One of the most significant experiences was with our most difficult camper. She threw a major tantrum nearly every day. The first day was the worst. She had a complete meltdown when we wouldn't let her turn off the lights. (We were reading the kids a bedtime story and needed to see.) Promises that she could turn the light off in a few minutes didn't help. It escalated to the point where she was calling every other camper in the cabin...well, a part of the body that doesn't frequently get named in polite company. But as a counselor was helping her to calm down, I overheard part of their conversation. This girl, this angry, sad, precious girl was gasping between her sobs, "I wanted to bite them so badly. I wanted to bite them, but I didn't. I didn't bite them."

She didn't bite. This tantrum, terrible though it was, was an improvement in her normal behavior.
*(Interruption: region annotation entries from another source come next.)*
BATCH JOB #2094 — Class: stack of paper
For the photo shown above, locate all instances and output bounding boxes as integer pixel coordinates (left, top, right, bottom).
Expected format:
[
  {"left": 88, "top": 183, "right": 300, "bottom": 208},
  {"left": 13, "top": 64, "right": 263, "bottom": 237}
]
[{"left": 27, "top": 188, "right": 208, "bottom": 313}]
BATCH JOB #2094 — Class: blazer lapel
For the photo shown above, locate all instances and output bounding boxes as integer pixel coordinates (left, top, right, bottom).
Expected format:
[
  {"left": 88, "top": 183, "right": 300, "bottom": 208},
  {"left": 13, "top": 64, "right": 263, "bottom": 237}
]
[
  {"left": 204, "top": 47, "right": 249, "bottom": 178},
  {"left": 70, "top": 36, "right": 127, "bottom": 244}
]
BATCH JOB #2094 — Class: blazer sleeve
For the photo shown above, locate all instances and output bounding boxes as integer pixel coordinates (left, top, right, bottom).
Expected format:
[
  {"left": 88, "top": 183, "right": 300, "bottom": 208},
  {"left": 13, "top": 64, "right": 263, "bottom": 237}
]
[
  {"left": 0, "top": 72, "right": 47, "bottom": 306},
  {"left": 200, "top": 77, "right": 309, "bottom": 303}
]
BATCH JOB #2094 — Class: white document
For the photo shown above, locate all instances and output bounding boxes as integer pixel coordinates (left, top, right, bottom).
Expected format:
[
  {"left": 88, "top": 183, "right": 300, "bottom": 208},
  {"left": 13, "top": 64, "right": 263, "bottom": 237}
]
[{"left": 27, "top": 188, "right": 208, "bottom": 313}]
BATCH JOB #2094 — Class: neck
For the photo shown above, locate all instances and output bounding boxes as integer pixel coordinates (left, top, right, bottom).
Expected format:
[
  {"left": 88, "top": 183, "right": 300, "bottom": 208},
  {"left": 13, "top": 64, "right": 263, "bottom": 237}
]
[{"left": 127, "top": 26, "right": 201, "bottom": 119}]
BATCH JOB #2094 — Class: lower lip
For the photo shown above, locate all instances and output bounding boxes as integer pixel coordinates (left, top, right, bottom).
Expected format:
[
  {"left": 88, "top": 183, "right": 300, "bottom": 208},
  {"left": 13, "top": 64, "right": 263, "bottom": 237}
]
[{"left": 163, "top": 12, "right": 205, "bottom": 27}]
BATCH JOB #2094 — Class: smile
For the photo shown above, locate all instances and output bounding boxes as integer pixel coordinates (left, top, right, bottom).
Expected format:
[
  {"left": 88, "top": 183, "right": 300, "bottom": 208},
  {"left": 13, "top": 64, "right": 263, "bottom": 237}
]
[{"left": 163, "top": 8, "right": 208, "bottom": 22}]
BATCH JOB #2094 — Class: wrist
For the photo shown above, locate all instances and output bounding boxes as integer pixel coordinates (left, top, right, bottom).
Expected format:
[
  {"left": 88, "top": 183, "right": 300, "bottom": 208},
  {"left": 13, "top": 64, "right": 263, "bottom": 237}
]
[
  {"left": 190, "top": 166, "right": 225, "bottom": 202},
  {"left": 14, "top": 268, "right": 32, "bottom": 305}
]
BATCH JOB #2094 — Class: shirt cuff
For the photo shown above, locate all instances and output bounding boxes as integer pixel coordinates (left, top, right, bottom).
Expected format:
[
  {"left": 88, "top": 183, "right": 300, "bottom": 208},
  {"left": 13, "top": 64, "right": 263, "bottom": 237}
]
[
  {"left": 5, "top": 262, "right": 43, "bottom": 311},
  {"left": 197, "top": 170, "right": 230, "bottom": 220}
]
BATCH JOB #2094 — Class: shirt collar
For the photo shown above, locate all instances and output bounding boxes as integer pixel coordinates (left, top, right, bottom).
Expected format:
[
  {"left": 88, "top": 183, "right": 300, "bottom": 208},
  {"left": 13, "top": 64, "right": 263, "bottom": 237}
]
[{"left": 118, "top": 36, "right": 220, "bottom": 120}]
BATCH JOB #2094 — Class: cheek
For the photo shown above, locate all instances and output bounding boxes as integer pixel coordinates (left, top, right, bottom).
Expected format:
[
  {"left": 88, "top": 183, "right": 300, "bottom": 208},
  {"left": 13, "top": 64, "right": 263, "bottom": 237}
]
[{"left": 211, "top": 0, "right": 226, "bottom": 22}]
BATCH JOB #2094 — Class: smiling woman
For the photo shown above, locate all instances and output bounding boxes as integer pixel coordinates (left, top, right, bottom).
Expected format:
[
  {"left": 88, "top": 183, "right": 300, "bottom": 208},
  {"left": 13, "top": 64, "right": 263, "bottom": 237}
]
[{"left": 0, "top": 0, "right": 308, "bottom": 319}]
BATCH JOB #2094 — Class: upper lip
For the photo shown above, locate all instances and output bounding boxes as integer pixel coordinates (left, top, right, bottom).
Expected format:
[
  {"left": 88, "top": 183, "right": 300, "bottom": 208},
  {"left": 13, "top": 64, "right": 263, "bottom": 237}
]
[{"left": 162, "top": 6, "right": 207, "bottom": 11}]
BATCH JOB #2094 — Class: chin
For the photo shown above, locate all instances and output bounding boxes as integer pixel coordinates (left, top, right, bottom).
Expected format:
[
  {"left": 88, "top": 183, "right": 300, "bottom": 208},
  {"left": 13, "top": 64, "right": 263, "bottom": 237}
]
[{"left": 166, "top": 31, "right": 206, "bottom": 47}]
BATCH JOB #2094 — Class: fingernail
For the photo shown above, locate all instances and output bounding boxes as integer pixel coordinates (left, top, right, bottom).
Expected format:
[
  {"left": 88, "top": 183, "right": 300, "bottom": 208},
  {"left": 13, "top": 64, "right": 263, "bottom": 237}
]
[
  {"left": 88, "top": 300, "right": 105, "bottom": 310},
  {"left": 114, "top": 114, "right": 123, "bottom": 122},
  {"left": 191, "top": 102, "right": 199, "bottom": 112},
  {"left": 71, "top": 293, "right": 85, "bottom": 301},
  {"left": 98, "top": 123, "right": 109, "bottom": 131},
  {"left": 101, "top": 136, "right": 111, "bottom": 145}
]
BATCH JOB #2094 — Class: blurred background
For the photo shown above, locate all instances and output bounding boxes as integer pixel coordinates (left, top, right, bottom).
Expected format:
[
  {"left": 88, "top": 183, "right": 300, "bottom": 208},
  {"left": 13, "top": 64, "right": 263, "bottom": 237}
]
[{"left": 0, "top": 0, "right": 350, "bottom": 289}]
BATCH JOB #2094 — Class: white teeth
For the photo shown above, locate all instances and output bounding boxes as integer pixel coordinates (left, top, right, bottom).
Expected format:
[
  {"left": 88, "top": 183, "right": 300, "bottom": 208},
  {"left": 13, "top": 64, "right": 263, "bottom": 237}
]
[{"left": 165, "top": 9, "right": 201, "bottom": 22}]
She hadn't bitten anyone. Strange though it might sound, I was so proud of her. Though her words were unkind, at least she was using language to express anger. That's huge for a child whose normal mode is to lash out like a wounded puppy.

And then a few minutes later, this girl apologized to the entire cabin completely of her own volition. The staff had not even suggested it. She said, "I'm sorry for the way I acted and for calling you all mean names. I know that's not the way to act." All I could think of was this verse: "For I have the desire to do what is good, but I cannot carry it out. For I do not do the good I want to do, but the evil I do not want to do -- this I keep on doing." (Romans 7:18-19). She is no different than you or I or the apostle Paul. She's on a journey too, and I pray that she will continue to be healed. She frequently spoke about God; I believe her foster parents are Christians.

More and more, I feel a calling to help foster kids, but there's so little I can do right now. I hope at least, I can work at the camp next year...if I'm in the area? Ugh. Can't think that far ahead.

Anyway. There is so much more that can be said. Colorado and Maryland and Taiwan all need to have their stories told too. Another day, I hope.